Les classes de contamination calculées pour la période et le support sédiment sont les suivantes :
- Très faible : ]0 - 8 µg/kg de MS]
- Faible : ]8 - 999 µg/kg de MS]
- Moyenne : ]999 - 1989 µg/kg de MS]
- Elevée : ]1989 - 2980 µg/kg de MS]
- Très élevée : ]2980 - 218193 µg/kg de MS]
2 % des stations RCS et près de 20 % des stations CO Toxiques du bassin Rhône-Méditerranée présentent des niveaux de contamination élevés ou très élevés. Comme pour le support eau, quelle que soit la région considérée, ces chiffres demeurent relativement stables avec toutefois, pour le contrôle opérationnel, un taux de stations un peu plus important en région Bourgogne-Franche-Comté (28 %).
Le bassin de Corse, quant à lui, ne présente aucune contamination élevée par les micropolluants organiques autres.
Pour chacune des stations concernées, le nombre total de prélèvements réalisés et le nombre de prélèvements qui ont présenté des niveaux de contamination élevés ou très élevés sont indiqués.

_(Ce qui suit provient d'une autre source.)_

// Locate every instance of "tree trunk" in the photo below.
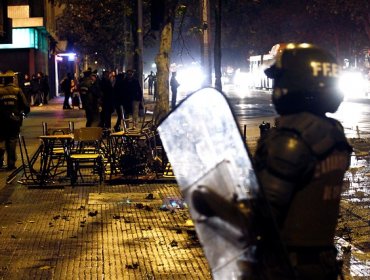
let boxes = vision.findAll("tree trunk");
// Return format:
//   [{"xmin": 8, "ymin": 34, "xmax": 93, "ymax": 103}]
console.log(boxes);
[
  {"xmin": 213, "ymin": 0, "xmax": 222, "ymax": 91},
  {"xmin": 154, "ymin": 22, "xmax": 173, "ymax": 124}
]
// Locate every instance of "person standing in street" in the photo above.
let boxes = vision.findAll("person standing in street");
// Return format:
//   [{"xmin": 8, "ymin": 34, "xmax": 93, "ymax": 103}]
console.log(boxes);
[
  {"xmin": 170, "ymin": 72, "xmax": 180, "ymax": 110},
  {"xmin": 31, "ymin": 74, "xmax": 43, "ymax": 106},
  {"xmin": 254, "ymin": 44, "xmax": 352, "ymax": 280},
  {"xmin": 60, "ymin": 73, "xmax": 73, "ymax": 110},
  {"xmin": 99, "ymin": 71, "xmax": 114, "ymax": 129},
  {"xmin": 144, "ymin": 71, "xmax": 156, "ymax": 95},
  {"xmin": 80, "ymin": 69, "xmax": 103, "ymax": 127},
  {"xmin": 21, "ymin": 74, "xmax": 32, "ymax": 104},
  {"xmin": 123, "ymin": 69, "xmax": 143, "ymax": 129},
  {"xmin": 0, "ymin": 71, "xmax": 30, "ymax": 170}
]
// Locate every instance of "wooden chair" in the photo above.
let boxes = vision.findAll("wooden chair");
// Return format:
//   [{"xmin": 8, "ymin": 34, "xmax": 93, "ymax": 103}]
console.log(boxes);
[{"xmin": 68, "ymin": 127, "xmax": 104, "ymax": 186}]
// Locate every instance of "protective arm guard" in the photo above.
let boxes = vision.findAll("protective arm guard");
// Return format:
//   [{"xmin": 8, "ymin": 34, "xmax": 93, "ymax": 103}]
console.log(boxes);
[
  {"xmin": 255, "ymin": 130, "xmax": 316, "ymax": 223},
  {"xmin": 255, "ymin": 112, "xmax": 352, "ymax": 223}
]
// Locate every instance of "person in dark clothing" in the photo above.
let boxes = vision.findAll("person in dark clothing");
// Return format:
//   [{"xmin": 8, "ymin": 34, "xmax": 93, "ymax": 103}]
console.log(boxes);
[
  {"xmin": 37, "ymin": 72, "xmax": 50, "ymax": 106},
  {"xmin": 124, "ymin": 69, "xmax": 143, "ymax": 129},
  {"xmin": 80, "ymin": 70, "xmax": 103, "ymax": 127},
  {"xmin": 170, "ymin": 72, "xmax": 180, "ymax": 110},
  {"xmin": 0, "ymin": 71, "xmax": 30, "ymax": 170},
  {"xmin": 113, "ymin": 73, "xmax": 131, "ymax": 131},
  {"xmin": 254, "ymin": 44, "xmax": 352, "ymax": 280},
  {"xmin": 144, "ymin": 71, "xmax": 156, "ymax": 95},
  {"xmin": 31, "ymin": 75, "xmax": 42, "ymax": 106},
  {"xmin": 60, "ymin": 73, "xmax": 73, "ymax": 110},
  {"xmin": 99, "ymin": 71, "xmax": 114, "ymax": 129},
  {"xmin": 21, "ymin": 74, "xmax": 32, "ymax": 104}
]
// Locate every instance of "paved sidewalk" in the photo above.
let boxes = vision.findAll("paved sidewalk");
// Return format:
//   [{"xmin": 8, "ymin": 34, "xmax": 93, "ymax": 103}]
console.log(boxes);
[
  {"xmin": 0, "ymin": 93, "xmax": 369, "ymax": 280},
  {"xmin": 0, "ymin": 95, "xmax": 211, "ymax": 280}
]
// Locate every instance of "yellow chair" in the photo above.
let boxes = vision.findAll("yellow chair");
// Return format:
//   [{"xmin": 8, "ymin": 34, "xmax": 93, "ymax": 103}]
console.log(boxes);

Sur les 7 stations concernées, les stations qui ont présenté plus d'un prélèvement avec des niveaux de contamination élevés ou très élevés présentent toutes pour chacun de leur prélèvement des concentrations élevées en phtalates :
le ruisseau de Baume Baragne à Cabriès (13) : de 5550 à 57000 µg/kg de MS pour le DEHP et de 11400 à 161000 µg/kg de MS pour le Diisodecyl phtalate ;
la Mère à la Ravoire (73) : jusqu'à 4320 µg/kg de MS de DEHP et 5660 à 23200 µg/kg de MS de Diisononyl phtalate ;
l'Eygoutier à Toulon Le Bosquet (83) : jusqu'à 2990 µg/kg de MS de DEHP, 9980 µg/kg de MS de Diisononyl phtalate et 29000 µg/kg de MS pour le Diisodecyl phtalate.
Les phtalates sont des substances de synthèse utilisées notamment comme plastifiant dans les matières plastiques (PVC par exemple). Le plus connu, le DEHP (di(2-éthylhexyl)phtalate), fait l'objet de restrictions d'usage (jouets et articles de périculture, produits cosmétiques, matériaux et objets destinés à entrer en contact avec les denrées alimentaires alimentaires...). Il est aujourd'hui principalement substitué par le DiNP (Diisononyl phtalate) et le DiDP (Diisodecyl phtalate). (Guide pratique des micropolluants dans les eaux du bassin Seine-Normandie, 2018)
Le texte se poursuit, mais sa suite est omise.